9. Seed quality: Determining seed quality at an accredited lab for germination and disease levels can improve yields. Seeds are plated out on a growth medium to determine the percentage that is infected with the fungus. Less than 10% is recommended. However, seeds benefit from fungicide treatment since environmental conditions that are favorable to the pathogen, among other factors, can easily increase infection.
10.
11. Seed treatments: There are several seed treatment products that provide protection against seed-borne Ascochyta on pea: Apron Maxx RTA® and Vitaflo 280®.
12.
13. Scouting and foliar fungicides: It is important to scout for early symptoms and the progression of the disease with respect to its growth stages to determine the amount of fungicides, if any, that should be applied to the infected plant. If, at the flowering stage, symptoms do spread below the lower third of the plant canopy, then the risk of yield loss is low and fungicide treatment is unnecessary. Fungicides are warranted when a combination of half of the lower third of the plant canopy is infected and is spreading to the middle, the weather forecast is rainy and humid, and a high yield would justify the fungicide cost. Despite fungicide application having benefits or not to the yield of crops, some may choose to do so to at least protect the seed quality.

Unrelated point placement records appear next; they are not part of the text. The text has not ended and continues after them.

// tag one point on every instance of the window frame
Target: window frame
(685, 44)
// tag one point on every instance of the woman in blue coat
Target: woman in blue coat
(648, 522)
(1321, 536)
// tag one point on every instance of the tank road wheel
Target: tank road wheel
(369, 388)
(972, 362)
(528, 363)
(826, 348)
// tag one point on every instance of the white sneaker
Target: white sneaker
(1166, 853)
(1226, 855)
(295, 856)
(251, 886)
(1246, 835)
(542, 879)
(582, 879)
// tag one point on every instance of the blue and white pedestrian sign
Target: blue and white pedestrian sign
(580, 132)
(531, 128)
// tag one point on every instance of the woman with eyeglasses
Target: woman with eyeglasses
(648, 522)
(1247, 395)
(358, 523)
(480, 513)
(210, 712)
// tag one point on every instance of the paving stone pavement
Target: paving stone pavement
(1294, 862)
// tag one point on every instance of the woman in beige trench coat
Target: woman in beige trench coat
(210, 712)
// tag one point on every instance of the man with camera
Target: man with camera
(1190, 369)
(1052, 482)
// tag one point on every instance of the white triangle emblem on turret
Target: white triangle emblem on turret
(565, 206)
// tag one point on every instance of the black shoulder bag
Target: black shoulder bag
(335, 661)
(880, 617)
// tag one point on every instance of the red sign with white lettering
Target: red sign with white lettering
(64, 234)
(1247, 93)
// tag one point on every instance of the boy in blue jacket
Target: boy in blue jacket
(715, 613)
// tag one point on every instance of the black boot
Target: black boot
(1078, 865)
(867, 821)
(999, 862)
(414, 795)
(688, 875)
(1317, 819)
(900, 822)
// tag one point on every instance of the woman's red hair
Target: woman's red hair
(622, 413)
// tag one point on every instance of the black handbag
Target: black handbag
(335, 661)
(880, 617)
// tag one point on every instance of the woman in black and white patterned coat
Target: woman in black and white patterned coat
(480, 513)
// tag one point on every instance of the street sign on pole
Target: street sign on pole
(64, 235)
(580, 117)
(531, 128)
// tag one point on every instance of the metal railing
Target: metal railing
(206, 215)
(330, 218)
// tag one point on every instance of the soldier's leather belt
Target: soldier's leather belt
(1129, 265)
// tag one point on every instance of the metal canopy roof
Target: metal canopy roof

Some types of non-systemic, protectant fungicides to control Ascochyta blight of field pea are Bravo 500®, Headline EC®, Lance®, and Quadris®. It is ideal to apply it at the stage of early flower.

==Importance==
Mycosphaerella blight is the most prevalent Ascochyta disease, which is found in all pea growing regions such as Ireland, United States, Morocco, Iran, Argentina, Australia, and Spain. The average yield loss in an infected pea crop can range from 10%-50% depending on environmental conditions that may either promote or hinder the disease.